You invested in an embroidery machine and all of the supplies that go with it. Being nervous is understandable, but what is the worst thing that can happen? Really. You may have to throw a project out and start over. Have you ever counted how many pies you baked before one turned out perfect? Even mistakes provide opportunities for learning.
When Thomas Edison was developing the light bulb, he had plenty of outcomes that could be considered unsuccessful. "I have not failed,” he said. “I've just found 10,000 ways that won't work." Learning is a cumulative process. The more you do something, the easier it gets (and the better you become).
- Make time
In order to learn, you must research and practice. Allow yourself time to spend on embroidery. Block out time that you can dedicate to machine embroidery, whether that time is spent sewing, reading or taking classes. It may seem like a luxury, but you are worth it!
- Start small
One of the biggest ways to sabotage yourself is to start off with a project that is not rated for novices or beginners. Start small and easy then progress to more challenging techniques as your skills (and confidence) grow.
- Take notes
Make your own “recipes” for machine embroidery. Get a journal, binder or notebook and keep notes on your embroidery projects. Document the stabilizer used, thread types and colors, fabric type/blend, any machine adjustments made and anything else that may help you either replicate or improve the design next time. Better yet, include a photo.
- Don’t buy every gimmick and gadget out there
It is easy to get carried away by the excitement and spend a lot of money on things that really are not necessary. All you need to get started is a machine/hoop, scissors, thread, fabric, stabilizer and a design. Get some stitching time under your belt and do some research before investing in extras.
- Be organized
Everyone is busy, but a well-organized, dedicated sewing area makes the time you do spend on embroidery more pleasant and productive. That does not mean you should build an additional room on your home.

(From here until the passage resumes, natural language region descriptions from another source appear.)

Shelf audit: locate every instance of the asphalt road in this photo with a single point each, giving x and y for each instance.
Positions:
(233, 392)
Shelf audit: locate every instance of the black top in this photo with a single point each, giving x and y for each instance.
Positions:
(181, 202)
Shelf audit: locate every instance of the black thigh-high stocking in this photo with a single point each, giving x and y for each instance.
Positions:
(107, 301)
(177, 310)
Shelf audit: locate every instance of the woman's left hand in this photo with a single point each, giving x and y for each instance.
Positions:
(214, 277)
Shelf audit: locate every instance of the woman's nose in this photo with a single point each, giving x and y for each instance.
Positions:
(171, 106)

Even if you use a closet, it helps to have an area where you can sew and walk away without having to put everything away. It is not entirely impossible to sew at the dining room table, but the fun leaves when you have to drag everything out and put everything away each time you want to embroider.
- Test stitch
There are so many variables that the same design will stitch out differently depending on the digitizer, stabilizer, fabric, needle and thread used. Design files can become corrupted during download and even during conversion. Avoid problems by taking the time to test stitch designs on a similar fabric before embroidering the actual piece.
- Be fearless
After some practice, try something new. There are plenty of free designs out there. Think appliqué, cut work, or freestanding lace. At least, try it!